America’s legacy of racism and racial injustice has been and continues to be a fundamental obstacle to workers’ efforts to act together to build better lives for all of us. Racism has always been a key tactic of employers seeking to divide us. But we also have an ugly history of racism in our own movement. Yet at the same time the labor movement has a proud history of standing for racial and economic justice. When we have embraced our better selves we have always emerged stronger in every sense. And whenever we have succumbed to the temptation to see some working people as better than others, we have always ended up weaker.
Today, in the face of dramatically increasing economic inequality, decreasing union density and growing instability for the majority of Americans, the need for all workers to strengthen common interests in achieving economic justice is clear. At the same time our different experiences organized around race, gender identity, ethnicity, disability and sexual orientation often challenge and complicate this shared experience. If we are to succeed as a movement, the full range of working peoples’ voices must be heard in the internal processes of our movement. To be able to stand together we have to understand where all of us are coming from.
To understand how important this is, consider the issue of jobs. We fight for full employment. White unemployment is 4.9%—which is not good enough. But black unemployment is 10.3%, higher than it ever got for whites in the entire economic crisis. To stand together on jobs, we have to hear from each other about the different experiences we live.
Or consider the criminal justice system. The growing movement for racial justice around these issues is greater than anything we’ve seen since the Civil Rights era. It is a movement responding to facts—African Americans make up 13% of our population, but 38% of the incarcerated. We incarcerate a greater percentage of our people than any other developed country. Young black males are 21 times more likely to be killed by law enforcement than young white males. Those who suffer are our members and our members’ children. The labor movement must respond. How can we do so unless the experience of all union members is heard in the conversation?
The demand for racial justice cannot be divorced from the fight for economic justice, and the fight for economic justice cannot be pursued without considering educational equity. It is no secret that communities of color continue to face higher unemployment rates, lower wages, job discrimination and more economic insecurity—one consequences of which is more encounters with the criminal justice system. Negative encounters with our criminal justice system have long-lasting impacts on families and their surrounding communities, and they harm our efforts to create shared prosperity for all.

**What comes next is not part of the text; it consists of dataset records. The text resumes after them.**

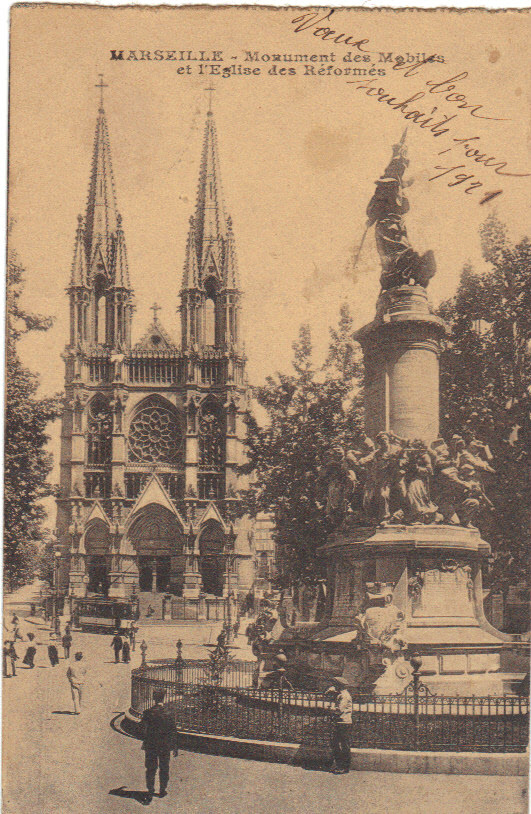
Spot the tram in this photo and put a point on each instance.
(98, 615)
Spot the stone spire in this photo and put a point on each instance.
(119, 260)
(210, 290)
(78, 276)
(191, 268)
(100, 289)
(101, 220)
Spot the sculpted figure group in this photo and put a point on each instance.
(396, 481)
(401, 265)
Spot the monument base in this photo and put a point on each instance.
(399, 590)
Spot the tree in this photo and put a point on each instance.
(26, 462)
(485, 387)
(308, 411)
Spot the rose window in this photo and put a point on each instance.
(155, 436)
(211, 440)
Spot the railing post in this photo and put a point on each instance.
(416, 663)
(143, 650)
(280, 700)
(179, 662)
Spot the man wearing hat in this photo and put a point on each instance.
(160, 738)
(342, 723)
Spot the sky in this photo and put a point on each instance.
(299, 157)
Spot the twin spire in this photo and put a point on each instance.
(100, 246)
(210, 249)
(100, 249)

Movements like #BlackLivesMatters, Not1More, Fight for $15 and Not Your Model Minority have shown tremendous courage in tackling these issues, which many in this country want to ignore. We in the labor movement should stand with them as partners, allies and fellow community members. Their fight is our fight.
We still live in a world divided in many ways by color lines. At the same time working people share a common experience of falling wages and rising economic insecurity. To build a different, better economy we need power that can only come from unity and unity has to begin with having all our voices be heard, on all sides of those color lines. We have to start by acknowledging our own shortcomings and honestly addressing issues that are faced by the communities in which our members live—both the problems and the solutions. We have to find a way to see with each other’s eyes, and address the facts and realities.
The fight against racism is about whom we choose to be. And it is about whether working people will be able stand together and raise wages in the America of the 21st century.
To that end, it is time for a frank and thoughtful discussion on racial inequality and its economic impact—starting first in the house of labor. Over the next year, the AFL-CIO will launch a Labor Commission on Racial and Economic Justice, comprising members of the AFL-CIO’s Executive Council, which will facilitate a broad conversation with local labor leaders around racial and economic disparities and institutional biases, and identify ways to become more inclusive as the new entrants to the labor force diversify.
Over the next year, the Labor Commission will engage in six to eight labor discussions around the country, addressing racial and economic issues impacting the labor movement and offering recommendations for change. Participants in the process will include local labor leaders, constituency groups and young workers. The commission will be assisted by an advisory council made up of experts.
The commission will attempt to create a safe, structured and constructive opportunity for local union leaders to discuss issues pertaining to the persistence of racial injustice today in the workforce and in their communities, and to ensure that the voices of all working people in the labor movement are heard. The results of the commission will lead to reports and tools to transform how we think about racial justice issues, and to providing the tools to support these discussions at the city and state levels.